According to a recent study, those treasured childhood memories you’ve been clinging to in order to cope with the cruel adult world could well be a load of rubbish. Asked to recall positive and negative events from their early days, the study’s subjects were able to remember broadly what happened and where, as well as the characters involved, but fell down on the details, exhibiting a tendency to pepper the past with extraneous bits and pieces they can’t possibly have recalled. In other words, our memories of those untouchable, halcyon days are often caked in bits of carpet fluff.
Despite the cutesy moniker, penchant for plinky-plonky instrumentation, and track titles like ‘Dragons of the Deep’, Eva Van Dueren’s Orphan Fairytale ain’t no stroll through M&Ms World, but rather the musical equivalent of having your childhood memories shoved in a blender with some bailiff’s letters and fired back at you. The record is full of innocent, playful signifiers – space-race sci-fi synth sweeps; sweet, meandering keys; winding compositions that unfold with all the fuzzy logic of a dream – yet nothing is quite right; the real world keeps creeping in.
Take ‘Dragons of the Deep’, which opens with a burst of cutesy bells tripping frantically over each other, but is soon strangled eight minutes in and replaced with a patter of toms and a theremin played by killer robots who only want to imprison you FOREVER. Or ‘Abracadabra’, which distorts and pitch-shifts those happy chimes until they risk inducing a mild panic attack, undercutting them with a horror-movie string swell. Eight minutes in, having led you down the garden path, the track takes a left-turn and chucks some dub sirens in your face, and then leaves you stranded for the final two minutes in a gated-synth, White Rainbow-esque hell.

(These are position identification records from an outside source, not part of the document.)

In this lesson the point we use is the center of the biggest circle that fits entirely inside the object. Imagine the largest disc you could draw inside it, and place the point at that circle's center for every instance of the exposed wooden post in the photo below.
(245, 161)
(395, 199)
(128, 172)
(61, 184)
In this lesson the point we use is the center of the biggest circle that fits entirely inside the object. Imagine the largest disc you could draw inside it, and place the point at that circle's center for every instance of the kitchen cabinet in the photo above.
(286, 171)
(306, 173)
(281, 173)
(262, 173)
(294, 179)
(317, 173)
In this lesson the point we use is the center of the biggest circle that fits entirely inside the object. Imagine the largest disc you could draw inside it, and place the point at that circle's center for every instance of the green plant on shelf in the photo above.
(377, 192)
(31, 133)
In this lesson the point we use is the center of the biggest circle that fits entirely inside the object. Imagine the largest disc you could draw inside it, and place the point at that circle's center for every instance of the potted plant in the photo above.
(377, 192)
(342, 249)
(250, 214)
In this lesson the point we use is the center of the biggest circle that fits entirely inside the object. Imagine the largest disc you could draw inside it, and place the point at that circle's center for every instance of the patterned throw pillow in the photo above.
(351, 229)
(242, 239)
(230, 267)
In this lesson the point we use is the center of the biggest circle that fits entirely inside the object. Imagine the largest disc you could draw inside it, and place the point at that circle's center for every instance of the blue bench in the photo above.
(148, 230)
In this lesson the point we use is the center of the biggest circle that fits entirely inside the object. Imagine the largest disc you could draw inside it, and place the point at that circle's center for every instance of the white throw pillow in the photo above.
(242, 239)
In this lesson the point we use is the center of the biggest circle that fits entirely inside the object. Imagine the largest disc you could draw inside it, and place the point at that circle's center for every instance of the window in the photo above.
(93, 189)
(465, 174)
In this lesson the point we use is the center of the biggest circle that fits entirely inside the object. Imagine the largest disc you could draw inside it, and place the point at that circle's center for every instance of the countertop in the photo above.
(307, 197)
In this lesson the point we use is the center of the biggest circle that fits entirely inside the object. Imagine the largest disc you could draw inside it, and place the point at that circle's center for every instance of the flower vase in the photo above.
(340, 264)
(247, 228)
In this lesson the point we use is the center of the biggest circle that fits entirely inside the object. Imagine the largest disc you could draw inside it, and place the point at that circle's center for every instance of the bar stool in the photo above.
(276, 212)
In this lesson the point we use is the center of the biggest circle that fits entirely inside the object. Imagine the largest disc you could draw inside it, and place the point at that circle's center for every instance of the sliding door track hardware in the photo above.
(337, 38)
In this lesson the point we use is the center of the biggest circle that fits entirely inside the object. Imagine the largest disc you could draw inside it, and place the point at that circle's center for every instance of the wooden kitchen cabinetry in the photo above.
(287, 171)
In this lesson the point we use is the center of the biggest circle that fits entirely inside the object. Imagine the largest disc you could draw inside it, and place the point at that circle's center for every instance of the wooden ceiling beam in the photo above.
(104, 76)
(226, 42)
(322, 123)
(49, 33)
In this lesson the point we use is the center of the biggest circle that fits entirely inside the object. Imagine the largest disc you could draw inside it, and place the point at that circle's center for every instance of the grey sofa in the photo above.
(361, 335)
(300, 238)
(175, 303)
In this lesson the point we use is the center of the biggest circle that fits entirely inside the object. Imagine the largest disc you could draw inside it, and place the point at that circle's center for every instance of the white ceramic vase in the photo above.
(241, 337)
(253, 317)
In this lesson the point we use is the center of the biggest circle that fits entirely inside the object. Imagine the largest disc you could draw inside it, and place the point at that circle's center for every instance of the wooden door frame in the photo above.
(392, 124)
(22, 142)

Van Dueren packs her compositions with so many little details, so many subtle shifts in the scenery, that each listen gives up something new. In places – the soft, somnambulant second half of ‘Neverending Waves’ – you’ll spot something beautiful, but, more often than not, it’ll be a noise just off-screen that you can’t quite make sense of, like the alien chatter half-way through the record’s straightest cut, ‘Hummingbirds’.
Although ostensibly a collection of four Orphan Fairytale’s tracks over a three-year period, this double LP works surprisingly well as a full-on, lights-off, hour-and-a-half outing, and goes nicely with a cup of tea and the other side of an agoraphobia-induced panic attack. Although heavily reliant on a similar palette of washy keyboards, cheap-electronics and tape loops, each track builds a little world that’s both pretty and unsettling. Constructing music that relies so heavily on repetition while managing to stay unpredictable isn’t an easy task, but Van Dueren is a clearly some kind of master, and this record is your passport to her head; just don’t expect to remember any of it quite right.